Through the years, O’Regan’s affection for West Side Story would take on more poignant  dimensions. Her late, beloved mother, Leona, who was born September 26 - the same date (but different year) that West Side Story opened on Broadway in 1957 - had been in the audience, of course, cheering her daughter on as “Maria” when she was a high school senior. She also was in the audience when, as a 30 year-old, O’Regan set the choreography for the musical’s production in Door County, WI; and she was with her in 2014 when, in a theater on the Upper West Side of New York City close to where the movie version had been filmed, they both heard Rita Moreno talk about acting in that movie.

And they were also together when, in 2008, Laurents - author of West Side Story - directed a new staging of the musical, noted for having introduced “the unprecedented element of selectively weaving Spanish throughout both the book and songs” (playbill.com). On that occasion, O’Regan was able to meet the playwright, himself, when she was given a backstage pass by her late friend, multiple Tony award-winning lighting designer of “Hamilton” and a host of other productions, Howell Binkley, who died in July 2020.
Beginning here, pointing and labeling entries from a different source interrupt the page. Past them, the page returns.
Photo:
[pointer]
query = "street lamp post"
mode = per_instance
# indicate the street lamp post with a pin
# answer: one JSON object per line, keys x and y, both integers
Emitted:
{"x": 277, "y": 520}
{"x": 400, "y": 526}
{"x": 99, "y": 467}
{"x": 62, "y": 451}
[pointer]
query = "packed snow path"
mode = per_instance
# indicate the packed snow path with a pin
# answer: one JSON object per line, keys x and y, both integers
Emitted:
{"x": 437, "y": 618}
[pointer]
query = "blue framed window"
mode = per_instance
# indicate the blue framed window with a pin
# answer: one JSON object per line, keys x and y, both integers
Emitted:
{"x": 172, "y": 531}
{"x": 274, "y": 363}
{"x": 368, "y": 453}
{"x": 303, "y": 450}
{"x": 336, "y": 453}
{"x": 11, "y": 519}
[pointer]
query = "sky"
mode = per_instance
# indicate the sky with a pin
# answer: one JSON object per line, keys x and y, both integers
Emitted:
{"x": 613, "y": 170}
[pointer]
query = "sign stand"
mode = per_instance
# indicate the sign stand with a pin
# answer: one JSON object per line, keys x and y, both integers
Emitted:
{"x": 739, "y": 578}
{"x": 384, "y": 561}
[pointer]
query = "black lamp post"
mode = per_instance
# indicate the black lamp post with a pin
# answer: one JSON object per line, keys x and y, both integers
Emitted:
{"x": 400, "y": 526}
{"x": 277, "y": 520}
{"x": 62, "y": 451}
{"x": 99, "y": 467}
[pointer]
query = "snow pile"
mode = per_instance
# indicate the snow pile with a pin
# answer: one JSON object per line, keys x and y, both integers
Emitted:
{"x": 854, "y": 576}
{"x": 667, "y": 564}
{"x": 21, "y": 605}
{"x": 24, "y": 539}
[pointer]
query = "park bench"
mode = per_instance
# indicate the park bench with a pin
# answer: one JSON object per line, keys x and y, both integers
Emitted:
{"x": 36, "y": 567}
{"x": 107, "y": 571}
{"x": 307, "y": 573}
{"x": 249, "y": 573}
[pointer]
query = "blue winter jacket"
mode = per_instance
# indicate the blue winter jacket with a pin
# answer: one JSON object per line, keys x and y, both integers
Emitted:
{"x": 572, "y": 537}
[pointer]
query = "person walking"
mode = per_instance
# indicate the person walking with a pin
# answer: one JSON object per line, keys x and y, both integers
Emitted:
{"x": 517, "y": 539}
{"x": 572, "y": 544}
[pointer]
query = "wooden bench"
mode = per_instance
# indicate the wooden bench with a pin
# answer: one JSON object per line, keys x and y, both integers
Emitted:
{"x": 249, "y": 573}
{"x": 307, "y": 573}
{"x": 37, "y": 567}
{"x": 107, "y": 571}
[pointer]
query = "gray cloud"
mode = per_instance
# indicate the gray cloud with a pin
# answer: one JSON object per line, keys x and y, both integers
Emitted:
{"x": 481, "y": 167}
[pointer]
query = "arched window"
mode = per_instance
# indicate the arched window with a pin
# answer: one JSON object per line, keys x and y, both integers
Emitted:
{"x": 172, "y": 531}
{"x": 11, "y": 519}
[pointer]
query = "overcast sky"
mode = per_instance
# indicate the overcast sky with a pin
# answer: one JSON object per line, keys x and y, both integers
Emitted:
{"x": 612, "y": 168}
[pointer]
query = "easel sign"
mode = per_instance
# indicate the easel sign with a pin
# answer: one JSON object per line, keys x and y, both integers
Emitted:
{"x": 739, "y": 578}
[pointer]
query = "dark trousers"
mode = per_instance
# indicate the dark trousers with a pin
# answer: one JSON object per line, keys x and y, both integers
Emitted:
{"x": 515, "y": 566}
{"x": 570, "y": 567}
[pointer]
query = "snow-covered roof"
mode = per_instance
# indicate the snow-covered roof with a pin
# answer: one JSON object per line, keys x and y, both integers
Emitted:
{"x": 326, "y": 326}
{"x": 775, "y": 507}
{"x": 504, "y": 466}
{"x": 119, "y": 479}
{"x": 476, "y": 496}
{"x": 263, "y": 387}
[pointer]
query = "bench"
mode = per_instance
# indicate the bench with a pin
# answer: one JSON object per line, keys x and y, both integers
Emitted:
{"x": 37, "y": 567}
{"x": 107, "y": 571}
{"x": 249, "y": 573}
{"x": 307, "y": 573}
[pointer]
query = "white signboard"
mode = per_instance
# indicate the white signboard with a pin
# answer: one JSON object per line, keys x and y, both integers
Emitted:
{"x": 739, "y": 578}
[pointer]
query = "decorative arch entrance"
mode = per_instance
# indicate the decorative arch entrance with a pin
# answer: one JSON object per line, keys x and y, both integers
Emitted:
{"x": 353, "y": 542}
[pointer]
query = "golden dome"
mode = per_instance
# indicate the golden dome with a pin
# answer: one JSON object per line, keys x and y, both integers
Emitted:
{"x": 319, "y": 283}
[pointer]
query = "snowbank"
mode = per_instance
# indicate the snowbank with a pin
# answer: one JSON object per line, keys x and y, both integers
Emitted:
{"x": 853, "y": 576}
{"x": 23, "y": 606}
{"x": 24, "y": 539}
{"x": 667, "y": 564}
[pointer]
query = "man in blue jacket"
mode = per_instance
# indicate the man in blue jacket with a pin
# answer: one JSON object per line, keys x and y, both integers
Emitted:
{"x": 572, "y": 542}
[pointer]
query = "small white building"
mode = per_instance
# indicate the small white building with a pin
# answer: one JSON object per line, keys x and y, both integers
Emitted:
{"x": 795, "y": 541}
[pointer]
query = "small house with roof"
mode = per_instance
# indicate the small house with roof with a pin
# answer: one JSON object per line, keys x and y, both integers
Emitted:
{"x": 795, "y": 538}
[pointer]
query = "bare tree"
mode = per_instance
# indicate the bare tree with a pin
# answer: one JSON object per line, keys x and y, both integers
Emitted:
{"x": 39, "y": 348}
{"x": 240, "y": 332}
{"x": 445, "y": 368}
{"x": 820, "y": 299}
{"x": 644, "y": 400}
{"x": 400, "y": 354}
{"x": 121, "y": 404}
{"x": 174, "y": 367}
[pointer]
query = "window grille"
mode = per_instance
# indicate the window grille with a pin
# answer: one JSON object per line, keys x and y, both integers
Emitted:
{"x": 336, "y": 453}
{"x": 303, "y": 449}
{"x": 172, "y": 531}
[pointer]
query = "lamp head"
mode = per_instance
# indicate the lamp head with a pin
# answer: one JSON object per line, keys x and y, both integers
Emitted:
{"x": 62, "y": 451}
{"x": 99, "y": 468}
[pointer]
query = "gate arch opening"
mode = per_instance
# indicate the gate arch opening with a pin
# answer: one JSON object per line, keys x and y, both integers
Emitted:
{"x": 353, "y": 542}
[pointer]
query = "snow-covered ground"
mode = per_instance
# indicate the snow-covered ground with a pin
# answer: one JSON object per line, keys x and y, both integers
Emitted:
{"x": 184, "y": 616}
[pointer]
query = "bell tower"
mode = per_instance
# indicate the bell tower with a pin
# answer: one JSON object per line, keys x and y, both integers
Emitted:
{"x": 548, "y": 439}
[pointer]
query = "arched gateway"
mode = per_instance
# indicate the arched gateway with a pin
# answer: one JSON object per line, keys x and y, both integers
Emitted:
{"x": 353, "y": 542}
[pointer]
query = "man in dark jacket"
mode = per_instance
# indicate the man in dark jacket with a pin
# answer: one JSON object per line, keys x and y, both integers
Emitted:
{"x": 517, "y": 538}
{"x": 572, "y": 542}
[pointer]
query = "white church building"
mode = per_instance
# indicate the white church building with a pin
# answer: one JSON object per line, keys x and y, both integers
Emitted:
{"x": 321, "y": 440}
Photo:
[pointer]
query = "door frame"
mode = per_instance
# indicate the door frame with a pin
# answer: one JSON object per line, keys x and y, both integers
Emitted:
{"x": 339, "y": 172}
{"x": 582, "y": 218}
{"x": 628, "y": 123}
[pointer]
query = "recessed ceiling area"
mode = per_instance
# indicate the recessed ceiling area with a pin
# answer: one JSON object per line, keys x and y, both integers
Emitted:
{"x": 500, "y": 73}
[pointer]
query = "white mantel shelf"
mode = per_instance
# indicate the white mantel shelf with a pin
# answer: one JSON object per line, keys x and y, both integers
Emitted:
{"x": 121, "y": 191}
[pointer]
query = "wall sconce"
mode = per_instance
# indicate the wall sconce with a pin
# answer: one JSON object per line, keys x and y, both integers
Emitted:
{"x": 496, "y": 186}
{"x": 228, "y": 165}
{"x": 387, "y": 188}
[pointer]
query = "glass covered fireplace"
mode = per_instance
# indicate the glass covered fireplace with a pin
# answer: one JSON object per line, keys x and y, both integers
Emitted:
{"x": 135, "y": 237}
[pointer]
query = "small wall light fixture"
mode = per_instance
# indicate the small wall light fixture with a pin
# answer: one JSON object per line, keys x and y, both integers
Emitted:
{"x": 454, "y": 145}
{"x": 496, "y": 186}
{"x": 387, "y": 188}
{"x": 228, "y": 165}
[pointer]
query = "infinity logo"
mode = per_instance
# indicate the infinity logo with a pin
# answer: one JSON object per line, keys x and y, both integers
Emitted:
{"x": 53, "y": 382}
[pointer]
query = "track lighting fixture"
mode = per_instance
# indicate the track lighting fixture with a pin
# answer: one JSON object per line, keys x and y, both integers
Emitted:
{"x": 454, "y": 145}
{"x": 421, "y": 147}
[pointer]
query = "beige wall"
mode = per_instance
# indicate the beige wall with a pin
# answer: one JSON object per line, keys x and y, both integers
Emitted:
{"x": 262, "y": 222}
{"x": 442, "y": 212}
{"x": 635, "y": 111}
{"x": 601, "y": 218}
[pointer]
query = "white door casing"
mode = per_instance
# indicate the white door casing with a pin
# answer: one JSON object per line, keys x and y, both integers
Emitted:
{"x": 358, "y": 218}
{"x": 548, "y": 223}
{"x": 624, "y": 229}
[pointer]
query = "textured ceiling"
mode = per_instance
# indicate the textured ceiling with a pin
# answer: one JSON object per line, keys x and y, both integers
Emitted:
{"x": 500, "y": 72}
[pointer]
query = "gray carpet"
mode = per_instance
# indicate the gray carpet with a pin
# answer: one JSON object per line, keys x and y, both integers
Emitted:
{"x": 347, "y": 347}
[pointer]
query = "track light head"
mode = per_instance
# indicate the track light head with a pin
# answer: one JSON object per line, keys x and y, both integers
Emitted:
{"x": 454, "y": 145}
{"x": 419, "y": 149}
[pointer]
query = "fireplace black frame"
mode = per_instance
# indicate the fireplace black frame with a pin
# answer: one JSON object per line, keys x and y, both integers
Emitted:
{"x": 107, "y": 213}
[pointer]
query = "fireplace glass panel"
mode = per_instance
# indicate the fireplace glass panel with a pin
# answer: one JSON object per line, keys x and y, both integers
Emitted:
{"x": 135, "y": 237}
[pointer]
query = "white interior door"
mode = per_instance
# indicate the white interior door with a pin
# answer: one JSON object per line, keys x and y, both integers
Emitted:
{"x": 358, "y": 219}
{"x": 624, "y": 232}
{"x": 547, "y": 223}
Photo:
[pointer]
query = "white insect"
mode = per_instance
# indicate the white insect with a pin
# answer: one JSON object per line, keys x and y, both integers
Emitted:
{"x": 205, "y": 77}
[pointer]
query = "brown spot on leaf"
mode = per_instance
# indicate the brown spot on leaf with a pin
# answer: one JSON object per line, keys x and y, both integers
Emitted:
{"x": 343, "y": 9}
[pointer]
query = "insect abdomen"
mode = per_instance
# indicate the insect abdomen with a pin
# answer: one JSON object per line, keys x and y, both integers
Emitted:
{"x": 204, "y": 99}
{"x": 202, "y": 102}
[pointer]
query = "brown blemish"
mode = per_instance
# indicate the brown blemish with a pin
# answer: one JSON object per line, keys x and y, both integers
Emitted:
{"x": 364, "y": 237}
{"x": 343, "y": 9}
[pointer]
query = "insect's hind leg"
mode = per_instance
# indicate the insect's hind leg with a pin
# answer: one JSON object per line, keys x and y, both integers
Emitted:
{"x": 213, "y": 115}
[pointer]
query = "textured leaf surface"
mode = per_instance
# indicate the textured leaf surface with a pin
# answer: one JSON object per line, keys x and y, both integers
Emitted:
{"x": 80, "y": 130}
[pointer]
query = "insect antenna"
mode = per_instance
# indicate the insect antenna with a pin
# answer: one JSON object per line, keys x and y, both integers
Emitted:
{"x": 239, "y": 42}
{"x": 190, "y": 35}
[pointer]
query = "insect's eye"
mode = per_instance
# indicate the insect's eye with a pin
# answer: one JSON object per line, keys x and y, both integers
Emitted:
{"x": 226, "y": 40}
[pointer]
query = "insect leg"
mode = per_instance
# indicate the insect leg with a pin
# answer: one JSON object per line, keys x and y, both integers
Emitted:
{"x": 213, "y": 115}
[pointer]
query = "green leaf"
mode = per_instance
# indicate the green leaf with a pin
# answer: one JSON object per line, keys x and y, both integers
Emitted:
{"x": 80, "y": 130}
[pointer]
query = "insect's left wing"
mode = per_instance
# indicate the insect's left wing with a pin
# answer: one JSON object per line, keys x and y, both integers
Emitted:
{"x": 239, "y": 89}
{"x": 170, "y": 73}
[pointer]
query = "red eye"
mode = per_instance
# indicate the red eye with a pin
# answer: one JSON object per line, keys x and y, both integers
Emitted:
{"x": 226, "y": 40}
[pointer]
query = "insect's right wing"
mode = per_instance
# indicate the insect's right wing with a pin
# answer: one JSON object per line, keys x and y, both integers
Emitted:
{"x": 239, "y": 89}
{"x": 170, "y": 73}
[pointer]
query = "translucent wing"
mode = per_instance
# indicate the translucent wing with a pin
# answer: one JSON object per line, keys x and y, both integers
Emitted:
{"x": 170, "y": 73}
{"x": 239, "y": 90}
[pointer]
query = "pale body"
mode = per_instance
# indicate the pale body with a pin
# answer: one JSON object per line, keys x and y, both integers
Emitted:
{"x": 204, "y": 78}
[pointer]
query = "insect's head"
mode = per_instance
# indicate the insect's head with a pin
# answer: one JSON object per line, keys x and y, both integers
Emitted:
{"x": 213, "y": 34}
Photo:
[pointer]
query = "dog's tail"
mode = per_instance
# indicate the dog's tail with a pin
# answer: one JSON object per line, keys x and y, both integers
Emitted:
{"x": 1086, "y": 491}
“My mother was a classic, just like ‘West Side Story’ will always be,” O’Regan says. “She was always with me, and she still is - even though she is with God, now. She was with us this past weekend when we were watching the kids, too.”

DOING THE SHOW
“There are challenges in every musical production,” Bieber says. “But my assistant director, Mrs. (Louise) Wild, and I do not dwell on them. Every challenge is a learning experience for us as directors and for the cast. We stay flexible, calm and kind - especially during this time of COVID. This show is about the kids and what opportunities I can provide for my students to help them learn and grow musically, while teaching them life lessons along the way.”

Senior Violet Holthaus played “Anita” in the production. “I loved being a part of this year’s musical,” she says. “I enjoy the music, the choreography, the characters, and definitely the cast. I’ve had a lot of fun the past few months preparing for the show.”

For sophomore Alaina Gebel, who played “Graziella,” “being part of West Side Story was such an amazing experience - to connect with new people, and to gain a family. This musical will always be current with whatever challenges we face, and it has become a huge part of my life.”
Ryan VanderVelden, a senior, played “Bernardo” and says he was “incredibly humbled by this opportunity,” and “glad to be a part of this production.” He is starting to get involved in the theater department at Kirkwood Community College in Cedar Rapids.

O’Regan credits Bieber for “doing great work for the kids. I am proud of her for taking on this musical and giving it her all. And I was also really impressed with the music director, Jo Ann Sherman. What we want is to support the arts in Waukon and the surrounding area. And the arts start with kids - because kids who get exposed to the arts grow up to be adults who had that experience and continue the legacy. I hope every student will keep up the powerful ball of fire they started in the theater department in Waukon. I can’t wait to see what they do next year.”

Cast members for this year’s Waukon High School production of West Side Story included Ryan VanderVelden, Ethan Hooten, Isaac Ericson, Annie Ellingson, Molly Peake, Sarah Stock, Reagan Lubahn, Eireann Goettel, Abby Wiemerslage, Chase Boydston, Philip Clocksin, Gabe Goettel, Annika Headington, Jonathan Marti, Alaina Gebel, Lucia Aldrich, Caleb Perkins, Madelyn Helgerson, Violet Holthaus, Sofia Acosta, Olivia Dougherty, Keira Miller, Elliot Kooiker and Jackie Maruna.